The growth rate going up to 1.45 only reinforces MY point: the peak in this case will happen even sooner because it would mean that a highly contagious virus would keep pushing up and up even faster until it reached the whole population (which coronaviruses CAN do, like I said - one of the representatives of this family of viruses is the common cold and it gets pretty much every American except the most secluded ones - it wouldn't get a bubble boy - two to five times per year).
"The next day prediction is pretty useless" - again, it is routinely used in epidemiology. But yes, it varies up and down especially regarding reporting... like I said, on Sundays you'll see a smaller number simply because reporting organizations are closed... you may catch up again on Mondays, and there are other intervening factors, like for example the virus gets to a retirement home complex and ravages through it getting a bunch of senior citizens, or gets a peak like in New Orleans given the 1.4 million tourists that visited on Mardi Gras and infected the locals, so 5 weeks later which is about how long it takes for the virus to kill, you may see a cluster of deaths.

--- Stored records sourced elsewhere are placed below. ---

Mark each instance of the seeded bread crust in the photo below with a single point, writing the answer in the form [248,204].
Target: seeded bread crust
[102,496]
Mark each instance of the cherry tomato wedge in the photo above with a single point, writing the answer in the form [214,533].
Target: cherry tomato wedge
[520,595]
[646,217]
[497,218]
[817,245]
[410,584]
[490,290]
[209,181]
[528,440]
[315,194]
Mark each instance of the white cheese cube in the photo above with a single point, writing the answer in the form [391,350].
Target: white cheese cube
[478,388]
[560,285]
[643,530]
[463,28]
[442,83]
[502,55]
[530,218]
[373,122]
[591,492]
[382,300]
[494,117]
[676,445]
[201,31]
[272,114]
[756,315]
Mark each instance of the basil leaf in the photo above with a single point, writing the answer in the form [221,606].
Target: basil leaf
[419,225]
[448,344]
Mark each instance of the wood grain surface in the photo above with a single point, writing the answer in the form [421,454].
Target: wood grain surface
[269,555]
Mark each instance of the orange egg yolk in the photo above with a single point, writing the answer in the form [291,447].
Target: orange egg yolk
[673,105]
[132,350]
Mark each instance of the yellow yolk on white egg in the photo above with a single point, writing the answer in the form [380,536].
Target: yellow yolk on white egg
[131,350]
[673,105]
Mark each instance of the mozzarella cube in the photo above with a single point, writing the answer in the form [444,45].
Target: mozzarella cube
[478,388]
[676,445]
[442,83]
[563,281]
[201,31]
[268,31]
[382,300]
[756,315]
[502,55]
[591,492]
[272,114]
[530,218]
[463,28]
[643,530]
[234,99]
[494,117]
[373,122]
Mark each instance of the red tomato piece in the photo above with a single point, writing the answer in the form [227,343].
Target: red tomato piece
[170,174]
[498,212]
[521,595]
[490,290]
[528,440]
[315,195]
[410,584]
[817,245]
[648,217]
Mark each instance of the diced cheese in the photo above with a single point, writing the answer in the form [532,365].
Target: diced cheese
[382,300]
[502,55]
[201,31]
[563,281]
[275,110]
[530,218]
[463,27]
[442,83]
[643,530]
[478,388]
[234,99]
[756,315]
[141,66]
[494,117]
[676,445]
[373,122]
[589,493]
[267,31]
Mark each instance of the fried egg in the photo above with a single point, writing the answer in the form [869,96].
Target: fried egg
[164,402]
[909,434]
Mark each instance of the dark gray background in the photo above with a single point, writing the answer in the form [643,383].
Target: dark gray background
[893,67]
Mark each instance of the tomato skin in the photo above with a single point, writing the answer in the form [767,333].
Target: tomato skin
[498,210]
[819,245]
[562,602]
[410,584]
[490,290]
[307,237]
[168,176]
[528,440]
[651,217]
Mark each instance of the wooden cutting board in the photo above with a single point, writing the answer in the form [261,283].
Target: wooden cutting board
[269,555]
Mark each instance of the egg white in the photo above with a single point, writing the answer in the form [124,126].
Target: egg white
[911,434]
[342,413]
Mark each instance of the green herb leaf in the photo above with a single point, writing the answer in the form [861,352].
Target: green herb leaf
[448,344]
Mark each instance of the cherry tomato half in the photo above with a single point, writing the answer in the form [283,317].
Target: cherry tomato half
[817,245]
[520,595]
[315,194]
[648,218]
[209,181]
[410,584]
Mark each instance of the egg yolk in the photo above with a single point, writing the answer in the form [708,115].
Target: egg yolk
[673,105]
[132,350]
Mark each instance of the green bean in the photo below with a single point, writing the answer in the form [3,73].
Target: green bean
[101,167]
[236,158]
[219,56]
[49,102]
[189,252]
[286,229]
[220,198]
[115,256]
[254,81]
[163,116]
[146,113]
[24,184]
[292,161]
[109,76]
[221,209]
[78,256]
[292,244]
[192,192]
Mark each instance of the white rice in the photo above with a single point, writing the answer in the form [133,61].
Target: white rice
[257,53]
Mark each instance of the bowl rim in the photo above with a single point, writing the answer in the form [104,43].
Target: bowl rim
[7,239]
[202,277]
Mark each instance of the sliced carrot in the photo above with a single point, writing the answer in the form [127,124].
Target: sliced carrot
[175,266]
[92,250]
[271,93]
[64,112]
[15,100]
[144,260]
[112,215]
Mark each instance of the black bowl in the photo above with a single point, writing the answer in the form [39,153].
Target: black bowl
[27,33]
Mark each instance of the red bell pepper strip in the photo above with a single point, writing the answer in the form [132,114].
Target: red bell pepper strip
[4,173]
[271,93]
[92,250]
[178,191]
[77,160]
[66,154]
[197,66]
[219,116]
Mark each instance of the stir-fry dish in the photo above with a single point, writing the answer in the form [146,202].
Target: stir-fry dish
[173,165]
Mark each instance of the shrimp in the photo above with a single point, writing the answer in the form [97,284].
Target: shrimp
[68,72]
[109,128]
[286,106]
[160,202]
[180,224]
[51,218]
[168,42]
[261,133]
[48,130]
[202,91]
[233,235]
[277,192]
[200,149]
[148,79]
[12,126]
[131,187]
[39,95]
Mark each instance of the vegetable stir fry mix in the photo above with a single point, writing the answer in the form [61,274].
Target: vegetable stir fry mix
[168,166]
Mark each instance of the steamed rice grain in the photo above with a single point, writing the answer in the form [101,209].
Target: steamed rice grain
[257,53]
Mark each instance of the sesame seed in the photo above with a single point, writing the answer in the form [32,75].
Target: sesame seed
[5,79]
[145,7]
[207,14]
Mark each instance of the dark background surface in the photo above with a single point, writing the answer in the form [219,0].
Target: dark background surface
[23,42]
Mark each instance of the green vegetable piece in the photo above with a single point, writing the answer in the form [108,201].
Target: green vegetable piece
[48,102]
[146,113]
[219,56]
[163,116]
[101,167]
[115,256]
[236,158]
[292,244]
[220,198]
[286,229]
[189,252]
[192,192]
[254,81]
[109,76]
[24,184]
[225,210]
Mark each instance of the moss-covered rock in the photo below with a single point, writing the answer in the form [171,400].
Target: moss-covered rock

But that's why in another thread / post I said if the death rate growth average for two consecutive 5-day periods remains 1.0, then you may realize that it's likely that you got to the inflection point, which is the mid-point of the curve and the peak of the epidemic; from that point on, the trend flattens and reverses and the number of new deaths starts to shrink day to day.
It is quite incredible, sorry for shouting but it's not just shouting but just highlighting: YOU CONTINUE TO MISINTERPRET ME THAT I'M MAKING A PREDICTION THAT WE'LL HAVE 4 MILLION DEATHS ON APRIL 21ST WHEN IT'S NOT WHAT I'M SAYING. I'm not saying that it is likely that we'll have the worst case scenario. I'm saying that WE CAN'T HAVE ANYTHING WORSE THAN THE WORST CASE SCENARIO, BY DEFINITION, AND WITH THIS PROGRESSION IF UNCHANGED, THE WORST CASE SCENARIO WOULD MANIFEST BY APRIL 21ST.
Anything that makes it less than the worst case scenario comes with the curve FLATTENING EARLIER which still makes my main point hold: that we will necessarily attain peak BY April 21st, that means, maybe earlier (which would mean we'd have fewer deaths than that), maybe then, but NO LATER than April 21st. Jesus!!!
This is due to the simplest of facts... because there are only three possibilities: either the progression doesn't slow down (due to the aggressive virological characteristics of this virus that is highly contagious and entered America by multiple entry points in all 50 states), or the virus is SO aggressive that the progression actually accelerates, or it does slow down given the caveats I've mentioned in post #2 (and also in post #1, the herd immunity phenomenon).
So, let's regroup and think.
Hypothesis # 1: the progression doesn't slow down. In this case we do reach saturation of the American population with 100% infected by April 21st therefore the peak happens by then because the virus has no one else left to infect. QED.
Hypothesis # 2: the progression even accelerates. In this case we do reach saturation even sooner than April 21st therefore my prediction that it will happen BY then still holds. QED
Hypothesis # 3 (the most likely one): the progression does decelerate, like is usually the case for all pandemics so that we never get to the absolute huge numbers of April 21st. That means by definition that we will have passed the peak, because epidemiologically speaking, a deceleration of the death rate growth below 1.0 *IS* the inflection point that marks the peak. Therefore, my hypothesis that the peak will come before April 21st still holds. QED.
I hope that NOW you will get it.
The thing is, like I said, let's just wait for April 21st. That day, we'll come back to this thread, you'll see that the Death Growth Rate will be necessarily less than 1.0, therefore you'll see that I was right, at which point I'll hope for an apology for having called my thinking "insane" and "whack-a-doodle."